ちなみにメインで使っているのは木製の弓ですが、こちらはなんとなくフィドルとセットで1つという気がするため特に名前はつけていません。
弓の材料にはペルナンブコという南米原産の木が使われることが多いのですが、近年伐採が進み、代替材料が模索されています。カーボンをはじめとする合成素材、ペルナンブコ以外の木などいろいろと試されていますが、基本的に「どこまでペルナンブコの弓に近づけられるか」が至上命題です。ところが、Arcusの弓は違います。もとからそういう志向のメーカーなのか開き直っただけなのか知りませんが、木製の弓とは似ても似つかないものに仕上がっています。そこが気に入ったポイントでした。
見た目はまるでヴィオラ弓。写りの悪い写真でなんですが、普通の弓と並べてみると印象が全く違います。
妙な外見もさることながら、手に取ってみると異様な軽さに驚きます。なんと50g。普通、ヴァイオリン弓は60g程度です。たった10gの違いですが、何も持っていないみたいで落ち着きません。
また、バランスはものすごくいいものの腰がなく、弦にかかる圧力も重心の位置も違うため、木製の弓と同じ弾き方だとなかなか音が出ません。それでもコツが飲み込めてくるとしっかり大きな音が出ますし、コントロールが楽で長時間弾いても疲れません。右手をあまり使わずにすむような感覚です。
こういう癖の強い弓は好き嫌いがきっぱり分かれそうです。実際、楽器店できいてみると一部でカルトな人気を博しているものの、クラシックの奏者は毛嫌いする人がほとんどだとか。さもありなん。

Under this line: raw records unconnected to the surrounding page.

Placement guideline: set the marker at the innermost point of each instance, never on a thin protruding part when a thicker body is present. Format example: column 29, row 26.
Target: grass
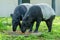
column 5, row 24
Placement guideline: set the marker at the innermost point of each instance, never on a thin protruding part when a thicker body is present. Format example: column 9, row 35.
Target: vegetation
column 6, row 25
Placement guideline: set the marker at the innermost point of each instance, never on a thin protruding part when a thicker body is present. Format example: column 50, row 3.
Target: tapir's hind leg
column 49, row 23
column 37, row 25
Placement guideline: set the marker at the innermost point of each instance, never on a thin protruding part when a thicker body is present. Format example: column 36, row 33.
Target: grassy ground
column 5, row 24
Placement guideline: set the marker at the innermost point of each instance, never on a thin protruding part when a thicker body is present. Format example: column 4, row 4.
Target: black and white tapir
column 18, row 14
column 38, row 13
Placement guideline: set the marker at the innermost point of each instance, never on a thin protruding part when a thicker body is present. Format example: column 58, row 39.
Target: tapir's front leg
column 37, row 25
column 31, row 26
column 49, row 23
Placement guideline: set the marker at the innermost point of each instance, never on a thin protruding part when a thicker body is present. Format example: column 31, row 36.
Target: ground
column 7, row 34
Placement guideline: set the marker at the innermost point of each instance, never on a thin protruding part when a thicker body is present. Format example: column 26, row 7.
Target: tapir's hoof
column 35, row 31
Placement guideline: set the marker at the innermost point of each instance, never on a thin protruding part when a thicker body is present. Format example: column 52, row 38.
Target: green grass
column 5, row 24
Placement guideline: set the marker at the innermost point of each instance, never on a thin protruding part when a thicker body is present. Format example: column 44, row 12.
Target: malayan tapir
column 38, row 13
column 18, row 14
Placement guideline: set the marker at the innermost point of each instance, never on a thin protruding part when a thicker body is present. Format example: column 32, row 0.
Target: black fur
column 35, row 14
column 19, row 13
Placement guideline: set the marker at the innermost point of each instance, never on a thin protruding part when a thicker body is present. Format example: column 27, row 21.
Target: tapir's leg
column 15, row 26
column 49, row 23
column 31, row 27
column 37, row 25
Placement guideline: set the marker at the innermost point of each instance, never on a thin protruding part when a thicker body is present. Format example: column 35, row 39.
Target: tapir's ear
column 11, row 15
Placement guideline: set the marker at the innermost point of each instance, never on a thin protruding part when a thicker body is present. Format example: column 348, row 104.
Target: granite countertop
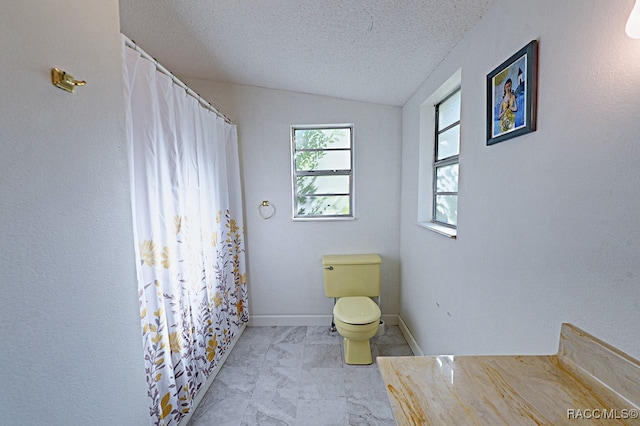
column 587, row 380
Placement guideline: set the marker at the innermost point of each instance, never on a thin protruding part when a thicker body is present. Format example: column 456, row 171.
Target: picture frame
column 512, row 96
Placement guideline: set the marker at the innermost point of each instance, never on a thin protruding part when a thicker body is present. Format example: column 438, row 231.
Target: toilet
column 353, row 279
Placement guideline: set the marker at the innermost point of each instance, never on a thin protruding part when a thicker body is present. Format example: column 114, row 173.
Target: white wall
column 549, row 230
column 71, row 349
column 284, row 257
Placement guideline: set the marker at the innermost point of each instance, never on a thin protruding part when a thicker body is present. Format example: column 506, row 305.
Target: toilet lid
column 356, row 310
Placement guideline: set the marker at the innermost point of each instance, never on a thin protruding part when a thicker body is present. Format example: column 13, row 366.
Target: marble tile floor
column 297, row 376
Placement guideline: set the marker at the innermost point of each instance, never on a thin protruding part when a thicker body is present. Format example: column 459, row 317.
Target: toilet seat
column 356, row 310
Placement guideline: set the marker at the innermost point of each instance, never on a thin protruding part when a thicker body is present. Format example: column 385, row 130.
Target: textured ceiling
column 375, row 51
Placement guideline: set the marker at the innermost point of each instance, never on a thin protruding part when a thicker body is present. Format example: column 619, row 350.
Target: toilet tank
column 351, row 275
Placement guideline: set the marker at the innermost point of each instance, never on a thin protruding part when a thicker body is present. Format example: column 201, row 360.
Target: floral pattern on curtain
column 188, row 231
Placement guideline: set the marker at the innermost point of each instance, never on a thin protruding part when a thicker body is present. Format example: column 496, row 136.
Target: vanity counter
column 586, row 380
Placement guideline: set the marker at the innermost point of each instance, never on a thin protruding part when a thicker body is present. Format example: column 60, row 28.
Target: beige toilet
column 353, row 279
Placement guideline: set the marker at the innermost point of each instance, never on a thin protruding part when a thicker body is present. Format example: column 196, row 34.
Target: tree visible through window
column 446, row 163
column 322, row 171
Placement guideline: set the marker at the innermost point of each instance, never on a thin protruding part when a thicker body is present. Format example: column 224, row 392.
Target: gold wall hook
column 65, row 81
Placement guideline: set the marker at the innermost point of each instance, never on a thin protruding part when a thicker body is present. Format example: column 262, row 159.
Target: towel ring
column 269, row 214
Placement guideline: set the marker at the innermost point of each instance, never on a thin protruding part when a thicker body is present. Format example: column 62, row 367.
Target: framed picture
column 511, row 96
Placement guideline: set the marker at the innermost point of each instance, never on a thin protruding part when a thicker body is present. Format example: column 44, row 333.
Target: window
column 439, row 158
column 445, row 163
column 322, row 166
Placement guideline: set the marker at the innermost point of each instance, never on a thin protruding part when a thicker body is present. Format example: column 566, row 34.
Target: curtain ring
column 269, row 214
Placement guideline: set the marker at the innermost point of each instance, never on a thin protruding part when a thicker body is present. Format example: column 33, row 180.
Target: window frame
column 319, row 173
column 447, row 161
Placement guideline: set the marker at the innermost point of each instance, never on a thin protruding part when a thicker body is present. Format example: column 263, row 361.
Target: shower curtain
column 188, row 231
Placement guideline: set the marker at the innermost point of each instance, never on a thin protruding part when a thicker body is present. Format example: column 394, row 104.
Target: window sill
column 439, row 229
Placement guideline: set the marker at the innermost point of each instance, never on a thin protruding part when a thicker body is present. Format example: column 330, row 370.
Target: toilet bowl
column 353, row 279
column 357, row 320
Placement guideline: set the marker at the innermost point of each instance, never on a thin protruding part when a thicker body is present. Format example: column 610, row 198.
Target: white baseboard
column 303, row 320
column 413, row 344
column 205, row 387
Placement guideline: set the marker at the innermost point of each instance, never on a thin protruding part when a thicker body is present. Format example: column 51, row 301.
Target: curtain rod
column 203, row 102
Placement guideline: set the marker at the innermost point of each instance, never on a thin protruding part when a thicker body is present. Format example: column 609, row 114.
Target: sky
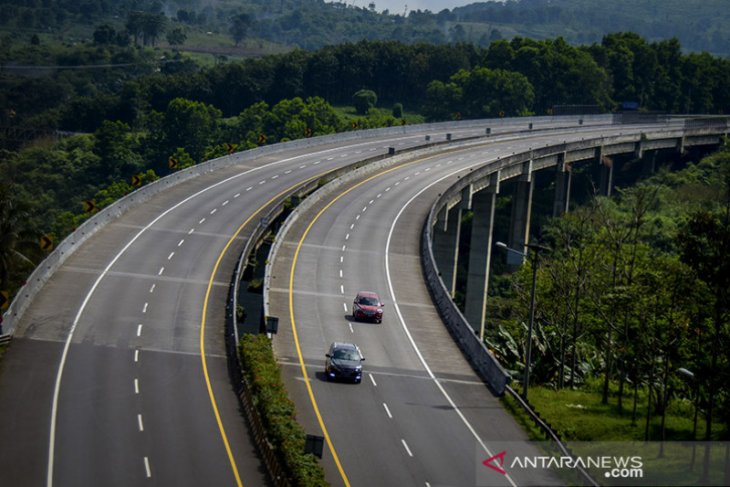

もちろん、私はこういうのが大好きです。材料が違えば違うものになって当たり前。材料の性質にあったものを作って、人間が道具に合わせればそれでいいと思います。そもそもヴァイオリンという楽器自体、人間が道具に合わせることを要求する楽器ですし。
さて、この弓につけたシアルフィ(Þjálfi)という名前は、北欧神話に登場する人物からとりました。雷神トールの従者をつとめる人間で、俊足で知られます。Swedishなど北欧のトラッドに向くという評判(私も賛成です)と、弓の軽さからなんとなく連想したのですが、なかなかぴったりのネーミングだと気に入っています。もっとも、「北欧+軽い」はシアルフィを連想したきっかけに過ぎません。弓の名前として選んだ決め手は、彼がトールの従者となったいきさつです。
シアルフィは農家の息子で、一家がトールに旅の宿を提供した際、その礼としてトールの車を引く山羊の肉を振舞われます。この山羊は、食べてしまっても翌朝には生き返っているという魔法の山羊なのです。食事の前にトールは宿主の一家に山羊の骨を傷つけてはいけないと強く戒めますが、食い意地に負けたシアルフィはこっそり脚の骨を割って髄をすすってしまいます。翌朝、山羊が後脚を引きずっているのに気づいたトールは激怒し、代償としてシアルフィとその妹ロクスヴァを自分の従者とします。
食べ物の誘惑に勝てなかった人物からとった名前。私の弓にぴったりですね。